How to Talk to Women – A Much Needed Guide for Men

How to Talk to Women

Men, regardless of how advanced our societies may be, have wondered the same thing ever since ancient times – how to talk to women. To be fair, women often wonder the same about men. The fact is that there are huge differences between sexes, which sometimes hinders communication. These differences are based both on biology and psychosocial development. When we reach adulthood, they are very difficult to change – in rare cases, it is even possible.

So, the best course of action is to simply learn how to communicate with the opposite sex despite the differences.

How men and women differ

One of the best reads on the differences between men and women is now classic Barbara and Allan Pease’s Why Men Don’t Listen and Women Can’t Read Maps. This is a well-informed and science-based book. But, it is also a very humorous account of those subtle and not so subtle differences between the sexes that make most of us go crazy over time.

Biology and cultural norms turn men and women into beings from another planet, to some extent.

For example, men have a narrow-focused attention, something like a tunnel of concentration. They focus very well on one thing, but that usually means shutting everything else off. Women, on the other hand, have a bit shallow focus, but it encompasses a wide range of stimuli.

Or, women can (they do) talk and listen at the same time. Which is why, to men, a female gathering resembles, well, a bundle of words all mixed-up together.

Furthermore, when it comes to the issue of the purpose of talking, as funny as it may sound, men and women also use it for different reasons. Men see it as a means to transfer a message, negotiate express one’s thoughts. Women use conversation to explore how they’re feeling about something, to seek comfort, to work through her emotions.

How these differences turn into a mayhem in communication

For this reason, Biblical Babylon and a conversation between a modern man and a woman might present striking similarities. For example, a man might want to simply discuss a problem of the utility bills objectively. To resolve the issues at hand as efficiently as possible.

The woman, however, first thinks of why the man started this conversation, why at that moment, how does he feel about her, why he’s being so unemotional, does it mean that he’s angry with her…?
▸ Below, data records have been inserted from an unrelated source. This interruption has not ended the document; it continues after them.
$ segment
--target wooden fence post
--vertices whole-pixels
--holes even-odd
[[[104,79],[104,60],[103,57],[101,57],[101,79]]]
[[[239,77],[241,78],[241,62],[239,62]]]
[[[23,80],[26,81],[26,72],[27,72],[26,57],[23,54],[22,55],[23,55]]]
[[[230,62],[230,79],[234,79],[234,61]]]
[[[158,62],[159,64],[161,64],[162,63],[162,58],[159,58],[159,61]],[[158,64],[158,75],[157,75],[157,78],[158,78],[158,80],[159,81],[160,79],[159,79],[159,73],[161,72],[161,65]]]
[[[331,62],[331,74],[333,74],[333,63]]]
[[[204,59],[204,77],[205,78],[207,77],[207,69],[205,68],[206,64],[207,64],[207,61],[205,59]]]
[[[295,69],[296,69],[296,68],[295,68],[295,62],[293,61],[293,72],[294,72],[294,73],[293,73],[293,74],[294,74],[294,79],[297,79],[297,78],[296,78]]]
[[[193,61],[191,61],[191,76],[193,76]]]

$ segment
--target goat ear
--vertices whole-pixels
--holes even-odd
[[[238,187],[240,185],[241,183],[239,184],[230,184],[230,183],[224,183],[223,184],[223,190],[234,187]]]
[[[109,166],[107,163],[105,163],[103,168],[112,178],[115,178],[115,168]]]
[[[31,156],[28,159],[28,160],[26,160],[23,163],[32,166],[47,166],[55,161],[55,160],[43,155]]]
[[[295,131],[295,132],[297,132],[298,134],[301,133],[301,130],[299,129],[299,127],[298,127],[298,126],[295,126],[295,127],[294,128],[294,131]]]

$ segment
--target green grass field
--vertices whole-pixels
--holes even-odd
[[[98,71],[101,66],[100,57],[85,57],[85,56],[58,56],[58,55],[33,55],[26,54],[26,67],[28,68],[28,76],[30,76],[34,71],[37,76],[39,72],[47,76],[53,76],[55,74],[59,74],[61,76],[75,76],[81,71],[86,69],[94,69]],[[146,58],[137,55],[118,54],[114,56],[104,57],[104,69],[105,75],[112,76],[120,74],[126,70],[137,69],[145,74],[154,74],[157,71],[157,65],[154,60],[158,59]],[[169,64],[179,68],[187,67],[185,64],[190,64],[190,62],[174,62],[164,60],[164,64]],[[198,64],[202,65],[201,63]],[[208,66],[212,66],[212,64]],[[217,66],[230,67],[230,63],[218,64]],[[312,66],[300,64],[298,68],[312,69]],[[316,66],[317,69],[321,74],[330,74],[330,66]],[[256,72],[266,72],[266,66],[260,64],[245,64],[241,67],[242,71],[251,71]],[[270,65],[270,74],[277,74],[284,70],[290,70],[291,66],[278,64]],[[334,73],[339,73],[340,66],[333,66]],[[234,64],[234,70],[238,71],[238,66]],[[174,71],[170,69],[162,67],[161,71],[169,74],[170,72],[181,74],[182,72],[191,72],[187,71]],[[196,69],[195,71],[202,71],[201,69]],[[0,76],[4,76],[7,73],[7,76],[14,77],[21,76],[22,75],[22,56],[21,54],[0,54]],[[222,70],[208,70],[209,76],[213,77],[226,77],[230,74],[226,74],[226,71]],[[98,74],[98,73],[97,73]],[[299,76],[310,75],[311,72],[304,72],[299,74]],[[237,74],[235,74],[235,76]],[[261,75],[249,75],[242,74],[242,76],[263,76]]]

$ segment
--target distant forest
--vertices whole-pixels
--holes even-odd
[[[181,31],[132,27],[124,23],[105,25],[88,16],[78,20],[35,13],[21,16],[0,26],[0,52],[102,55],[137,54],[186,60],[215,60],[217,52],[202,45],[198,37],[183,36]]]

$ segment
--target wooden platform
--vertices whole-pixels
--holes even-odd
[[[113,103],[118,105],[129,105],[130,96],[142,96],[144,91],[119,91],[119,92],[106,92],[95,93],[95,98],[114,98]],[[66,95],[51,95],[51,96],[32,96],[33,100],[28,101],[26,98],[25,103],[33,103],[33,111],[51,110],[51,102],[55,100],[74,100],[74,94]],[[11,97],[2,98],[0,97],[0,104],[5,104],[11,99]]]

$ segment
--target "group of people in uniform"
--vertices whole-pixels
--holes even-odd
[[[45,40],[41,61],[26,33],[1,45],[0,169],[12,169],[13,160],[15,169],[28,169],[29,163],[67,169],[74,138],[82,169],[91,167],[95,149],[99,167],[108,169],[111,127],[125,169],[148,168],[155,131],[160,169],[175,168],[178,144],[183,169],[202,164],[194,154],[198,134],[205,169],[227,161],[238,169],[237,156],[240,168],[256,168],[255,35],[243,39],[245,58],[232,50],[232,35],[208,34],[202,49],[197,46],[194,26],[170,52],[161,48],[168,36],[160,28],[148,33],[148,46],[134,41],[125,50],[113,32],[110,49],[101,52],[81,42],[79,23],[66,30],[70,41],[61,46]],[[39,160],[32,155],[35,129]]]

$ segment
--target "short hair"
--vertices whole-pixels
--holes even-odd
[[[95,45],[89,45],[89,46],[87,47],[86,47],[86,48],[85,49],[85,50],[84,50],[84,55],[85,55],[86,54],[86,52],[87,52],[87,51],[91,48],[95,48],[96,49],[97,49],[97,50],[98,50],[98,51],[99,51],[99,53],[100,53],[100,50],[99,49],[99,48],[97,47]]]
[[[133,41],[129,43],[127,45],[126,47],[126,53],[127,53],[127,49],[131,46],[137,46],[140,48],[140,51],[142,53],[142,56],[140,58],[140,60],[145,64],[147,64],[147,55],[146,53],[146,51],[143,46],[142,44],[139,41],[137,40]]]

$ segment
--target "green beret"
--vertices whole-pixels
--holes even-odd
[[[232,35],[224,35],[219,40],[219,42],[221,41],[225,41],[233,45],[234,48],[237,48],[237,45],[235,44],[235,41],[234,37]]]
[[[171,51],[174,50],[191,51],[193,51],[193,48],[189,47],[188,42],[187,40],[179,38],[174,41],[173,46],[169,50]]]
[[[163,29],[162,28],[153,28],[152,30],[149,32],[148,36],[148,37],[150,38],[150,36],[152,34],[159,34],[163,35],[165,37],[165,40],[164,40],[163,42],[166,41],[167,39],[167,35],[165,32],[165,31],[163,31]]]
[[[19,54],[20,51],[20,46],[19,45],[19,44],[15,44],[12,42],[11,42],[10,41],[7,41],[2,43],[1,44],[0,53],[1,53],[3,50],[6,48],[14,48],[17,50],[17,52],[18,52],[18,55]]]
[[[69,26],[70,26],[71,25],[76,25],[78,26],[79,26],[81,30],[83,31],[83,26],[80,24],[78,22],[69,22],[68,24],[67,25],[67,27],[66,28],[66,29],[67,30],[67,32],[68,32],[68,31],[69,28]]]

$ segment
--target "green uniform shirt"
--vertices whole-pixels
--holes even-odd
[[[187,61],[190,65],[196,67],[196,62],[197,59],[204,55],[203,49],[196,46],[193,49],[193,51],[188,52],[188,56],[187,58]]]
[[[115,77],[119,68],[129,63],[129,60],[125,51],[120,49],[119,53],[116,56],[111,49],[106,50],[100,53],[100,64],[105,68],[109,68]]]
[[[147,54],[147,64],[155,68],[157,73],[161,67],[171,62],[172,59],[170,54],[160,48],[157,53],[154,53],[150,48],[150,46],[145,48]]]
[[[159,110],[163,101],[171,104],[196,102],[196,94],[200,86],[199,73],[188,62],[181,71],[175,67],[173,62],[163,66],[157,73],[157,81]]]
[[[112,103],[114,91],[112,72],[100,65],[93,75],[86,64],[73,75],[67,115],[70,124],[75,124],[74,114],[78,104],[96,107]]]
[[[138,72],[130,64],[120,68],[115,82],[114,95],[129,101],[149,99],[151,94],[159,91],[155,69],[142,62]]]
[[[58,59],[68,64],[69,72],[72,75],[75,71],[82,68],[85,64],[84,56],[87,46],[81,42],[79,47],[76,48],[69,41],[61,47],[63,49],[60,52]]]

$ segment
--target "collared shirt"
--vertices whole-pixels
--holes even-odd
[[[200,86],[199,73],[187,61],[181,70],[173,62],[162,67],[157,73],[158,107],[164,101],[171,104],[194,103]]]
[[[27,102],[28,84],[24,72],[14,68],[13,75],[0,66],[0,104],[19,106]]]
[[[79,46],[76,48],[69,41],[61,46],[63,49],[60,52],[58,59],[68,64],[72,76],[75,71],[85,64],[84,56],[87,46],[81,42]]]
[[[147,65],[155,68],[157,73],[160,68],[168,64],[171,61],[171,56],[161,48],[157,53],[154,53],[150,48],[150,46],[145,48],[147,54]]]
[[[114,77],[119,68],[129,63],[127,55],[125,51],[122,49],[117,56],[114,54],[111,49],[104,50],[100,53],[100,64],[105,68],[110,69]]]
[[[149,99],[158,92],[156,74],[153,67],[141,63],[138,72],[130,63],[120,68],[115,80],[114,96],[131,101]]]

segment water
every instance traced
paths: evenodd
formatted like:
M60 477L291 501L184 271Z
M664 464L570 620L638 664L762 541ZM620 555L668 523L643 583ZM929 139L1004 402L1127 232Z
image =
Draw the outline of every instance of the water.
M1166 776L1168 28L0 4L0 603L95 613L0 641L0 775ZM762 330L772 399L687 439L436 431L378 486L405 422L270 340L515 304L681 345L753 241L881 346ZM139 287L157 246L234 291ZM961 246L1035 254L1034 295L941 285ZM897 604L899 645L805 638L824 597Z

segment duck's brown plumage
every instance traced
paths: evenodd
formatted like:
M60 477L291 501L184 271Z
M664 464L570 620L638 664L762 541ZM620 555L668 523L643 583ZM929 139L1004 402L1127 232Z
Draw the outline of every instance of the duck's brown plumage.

So, he will probably try and be more and more concise and precise, believing that he’s not presenting his proposal clearly enough, since she appears to get more and more agitated and, also, irrational.

She, on the other hand, will truly become more and more anxious about the whole thing. In fact, she will probably completely disregard what the man is talking about. For her, the conversation happens on a different level entirely.

Differences turn into a mayhem in communication

How to talk to women and actually understand each other

Therefore, as with all else in life, the key is in understanding and having respect for the other person. In this case, men, don’t lose patience and start shouting insults at women. Yes, it might appear as a madhouse at times. But, if you have in mind the woman’s perspective, you’ll understand that she isn’t trying to be irrational and annoying.

Instead, try the following. And if it may sound like too much trouble, just think off all the hours lost in a futile communication.

Spend some time getting to understand the psychology behind how women communicate.

Learn about the differences between the genders. And the next time you talk to a woman, try to bear in mind the fact that you do differ, but you can also work through the differences.

For example, don’t try to offer reality checks to your wife, such as pointing out that she might be overreacting. You may think you’re solving a problem for her. But what she hears is that you don’t really appreciate her feelings. In other words, you’re acting out of care for her, while she hears that you don’t care for her.

When talking to women, it’s important to moderate your need to offer solutions.

Instead, validate her feelings first, and listen for a while before presenting a suggestion. Bear in mind that you might not hear a definite stance on something and be patient. She needs to bounce her ideas off of you and work through possible perspectives. Your job, as her husband, is to be there, support, listen, and aid only if necessary. That’s the best help you can give her.